CLAWS AND EFFECTS Malkovich directs ''Vampire'' Dafoe
Jean-Paul Kieffer
What if the guy you hired to play a bloodsucker really was one? That's the fantasy premise of this movie biz tale, which freely reimagines behind the scenes battles on the 1922 silent German thriller ''Nosferatu.'' Malkovich, in a voluptuous toupee, plays director F.W. Murnau, a headstrong gay auteur who, in this version of events, thinks nothing of jeopardizing his cast to get results. His attempt to play Svengali to star Max Schreck (Dafoe) soon backfires in ways that spoof contemporary movie star politics.
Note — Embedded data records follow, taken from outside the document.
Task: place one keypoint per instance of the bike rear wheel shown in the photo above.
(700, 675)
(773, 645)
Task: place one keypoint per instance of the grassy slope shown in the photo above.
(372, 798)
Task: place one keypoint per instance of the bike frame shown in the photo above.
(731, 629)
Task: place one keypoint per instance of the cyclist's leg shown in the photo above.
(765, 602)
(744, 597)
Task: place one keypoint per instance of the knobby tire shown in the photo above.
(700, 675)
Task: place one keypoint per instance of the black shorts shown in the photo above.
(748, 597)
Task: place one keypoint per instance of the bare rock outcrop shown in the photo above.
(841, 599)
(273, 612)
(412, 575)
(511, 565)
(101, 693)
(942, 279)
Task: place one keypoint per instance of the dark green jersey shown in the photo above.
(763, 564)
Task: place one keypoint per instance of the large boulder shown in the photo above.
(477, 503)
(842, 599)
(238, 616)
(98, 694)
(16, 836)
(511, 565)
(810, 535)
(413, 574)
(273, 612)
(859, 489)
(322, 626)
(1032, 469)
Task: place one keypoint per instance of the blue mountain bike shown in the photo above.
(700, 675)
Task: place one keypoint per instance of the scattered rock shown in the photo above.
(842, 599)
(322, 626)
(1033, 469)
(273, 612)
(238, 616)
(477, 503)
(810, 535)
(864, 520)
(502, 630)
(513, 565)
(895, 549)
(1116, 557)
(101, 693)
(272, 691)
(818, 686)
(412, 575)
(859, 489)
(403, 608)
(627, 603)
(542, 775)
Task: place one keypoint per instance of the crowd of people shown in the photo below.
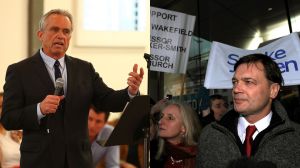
(40, 128)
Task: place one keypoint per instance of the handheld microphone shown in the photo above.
(59, 86)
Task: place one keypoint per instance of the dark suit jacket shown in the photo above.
(27, 83)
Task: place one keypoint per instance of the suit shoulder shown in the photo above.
(77, 60)
(25, 62)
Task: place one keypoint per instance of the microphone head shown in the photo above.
(59, 85)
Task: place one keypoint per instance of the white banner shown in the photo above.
(171, 34)
(285, 51)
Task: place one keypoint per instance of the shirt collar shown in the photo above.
(260, 125)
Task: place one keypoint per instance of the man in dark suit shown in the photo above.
(55, 133)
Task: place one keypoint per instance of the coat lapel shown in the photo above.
(42, 72)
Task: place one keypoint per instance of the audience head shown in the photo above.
(96, 120)
(218, 106)
(256, 82)
(178, 123)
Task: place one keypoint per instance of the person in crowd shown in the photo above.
(54, 120)
(178, 130)
(100, 131)
(217, 109)
(9, 145)
(258, 127)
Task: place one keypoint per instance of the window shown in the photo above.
(112, 23)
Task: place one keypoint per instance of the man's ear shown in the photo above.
(39, 34)
(275, 87)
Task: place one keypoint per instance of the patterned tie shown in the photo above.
(57, 74)
(57, 70)
(248, 140)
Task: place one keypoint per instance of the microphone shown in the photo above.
(59, 86)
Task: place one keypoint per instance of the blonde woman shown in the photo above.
(178, 130)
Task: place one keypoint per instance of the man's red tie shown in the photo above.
(248, 140)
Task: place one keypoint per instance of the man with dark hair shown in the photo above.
(99, 130)
(258, 127)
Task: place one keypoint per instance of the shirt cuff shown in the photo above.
(132, 96)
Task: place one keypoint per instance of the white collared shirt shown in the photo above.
(260, 126)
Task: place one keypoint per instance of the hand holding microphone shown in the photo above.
(51, 103)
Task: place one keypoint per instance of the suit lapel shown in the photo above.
(42, 72)
(71, 77)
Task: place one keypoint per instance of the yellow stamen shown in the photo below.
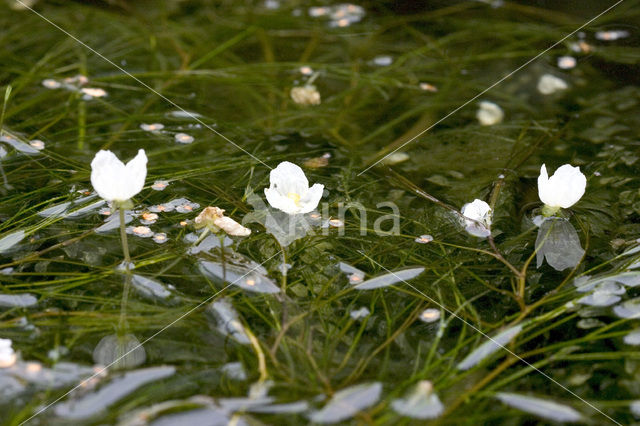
(295, 197)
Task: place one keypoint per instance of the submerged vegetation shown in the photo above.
(409, 293)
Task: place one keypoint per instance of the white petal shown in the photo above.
(280, 202)
(311, 199)
(288, 178)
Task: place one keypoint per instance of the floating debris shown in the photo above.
(154, 127)
(359, 313)
(389, 279)
(246, 278)
(140, 231)
(489, 113)
(7, 355)
(628, 309)
(567, 62)
(395, 158)
(543, 408)
(159, 185)
(633, 338)
(318, 162)
(227, 320)
(21, 300)
(305, 95)
(37, 144)
(93, 92)
(489, 347)
(382, 61)
(119, 352)
(550, 84)
(420, 403)
(424, 239)
(91, 404)
(183, 138)
(8, 241)
(149, 288)
(430, 315)
(214, 219)
(160, 238)
(612, 35)
(428, 87)
(50, 83)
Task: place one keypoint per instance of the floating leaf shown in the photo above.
(421, 403)
(390, 279)
(227, 320)
(348, 402)
(247, 278)
(558, 242)
(22, 300)
(11, 240)
(628, 309)
(112, 349)
(540, 407)
(489, 347)
(150, 288)
(91, 404)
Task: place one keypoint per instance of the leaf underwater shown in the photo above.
(389, 279)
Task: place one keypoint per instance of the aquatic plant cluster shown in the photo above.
(271, 213)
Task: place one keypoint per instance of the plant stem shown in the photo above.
(123, 238)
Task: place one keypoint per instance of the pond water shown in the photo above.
(414, 267)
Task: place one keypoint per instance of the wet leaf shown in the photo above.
(543, 408)
(389, 279)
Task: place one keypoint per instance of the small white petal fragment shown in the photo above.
(159, 185)
(306, 70)
(612, 35)
(7, 355)
(37, 144)
(183, 138)
(113, 181)
(563, 189)
(567, 62)
(289, 190)
(359, 313)
(50, 83)
(489, 113)
(430, 315)
(306, 95)
(160, 238)
(428, 87)
(215, 220)
(550, 84)
(489, 347)
(395, 158)
(543, 408)
(424, 239)
(154, 127)
(477, 218)
(420, 403)
(94, 92)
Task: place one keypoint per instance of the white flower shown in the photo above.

''It's not just an homage,'' says director Merhige, hired by producers Nicolas Cage and Jeff Levine on the strength of a film he'd made as a college student. ''I'm using Murnau and Schreck as a metaphor for the cinema itself, for art making. Schreck murdered himself to become someone else.'' That description of acting sounds about right to Dafoe. ''I often seek a mask of some sort,'' he explains. ''It's a filter that frees you up so you aren't so bound to your view of things.'' GOOD SIGN A source at distributor Lions Gate Films (''Gods and Monsters'') believes ''we'd have to work pretty hard to f--- up an Oscar nomination for Willem.'' THEN AGAIN Indie fare isn't as Oscar chic as it was a few years back.